Linear model is a model which can show whether independent variables
have positive or negative effect on dependent variables and it is easy
to implement , but it may not have a high prediction power if the
relationship between independent variables and dependent variables are
not linear. As a nonlinear model, random forest model can usually
explain more variance of the data, which might be a better approach.
About 30 features were considered as potential predictors for EUI. By
calculating the pearson’s correlation coefficient between individual
features, when a pair of features had high correlation coefficient and,
from domain knowledge they seemed to encode a similar type of
information about the building, only one of them was incorporated to the
model. That was the case of the pair computer density and worker density
for offices, and unit density and rooms density for multifamily housing.
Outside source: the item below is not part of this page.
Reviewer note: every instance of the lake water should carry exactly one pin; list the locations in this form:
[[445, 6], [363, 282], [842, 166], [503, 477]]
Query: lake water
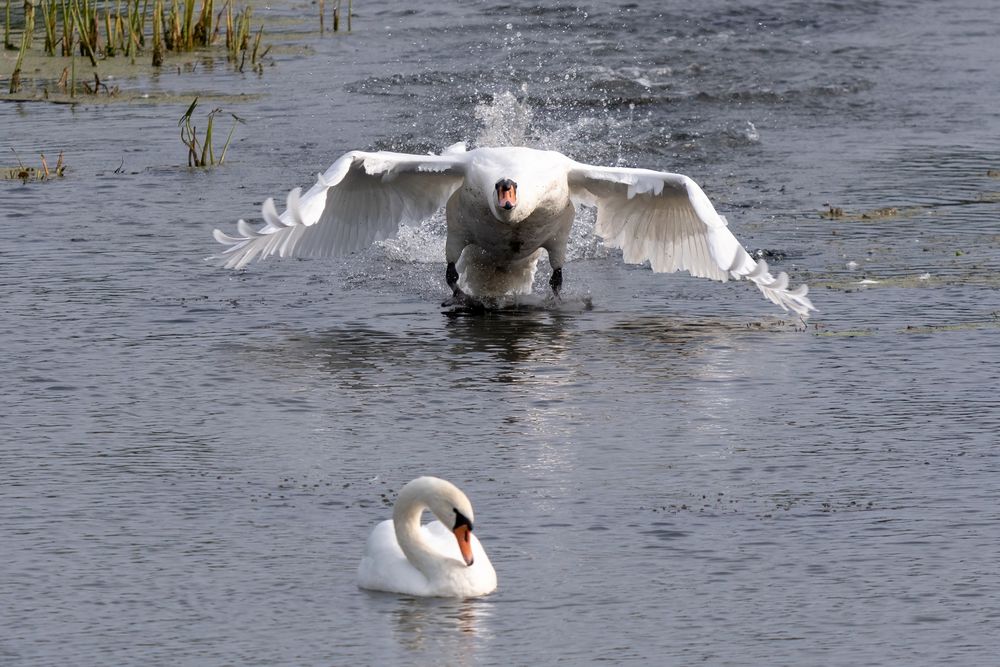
[[192, 458]]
After this initial selection, in the linear model, features with
p-values larger than 0.05 were dropped and in the non-linear model, the
features contributing less than 2% to the predictive power of the model
were also dropped.
Once a set of features was identified as significant from fitting the
models to the data corresponding to one specific year, other years were
also tested to see whether the features selected are robust across
years. A robust model should predict EUI across years with similar
accuracy.
The accuracy metrics considered when evaluating the linear models were
the in and out of sample r-squared, with a test set corresponding to
33% of all observations in a 20 fold cross validation. For the random
forest regression, the metrics were also the in and out of sample
r-squared, in a 5 fold cross validation with the test set also
corresponding to 33% of all observations.
Score Calculation
\label{score-calculation}
Once the peer groups were identified within each building category, and,
for each category, the EUI predictive model EUI is tuned to perform
adequately, the score for each building can be calculated.
First, the ratio between the Actual EUI and Predicted EUI is calculated
as follows:
\(Ratio\ (R)\ \ =\ Predicted\ Source\ EUI\ /\ Actual\ Source\ EUI\)
Once the ratio is calculated, the score is calculated as percentage of
ratio in the frequency distribution of ratios that are larger or equal
to it. The best score is 100, and the worst score is 1/number of
buildings.
\(Score\ \ =\ Number\ of\ buildings\ whose\ Ratios\ are\ larger\ or\ equal\ to\ it\ \ /\ Number\ of\ buildings\)
The score is rounded into integers to the final score. Then the final
score is given to the building owners.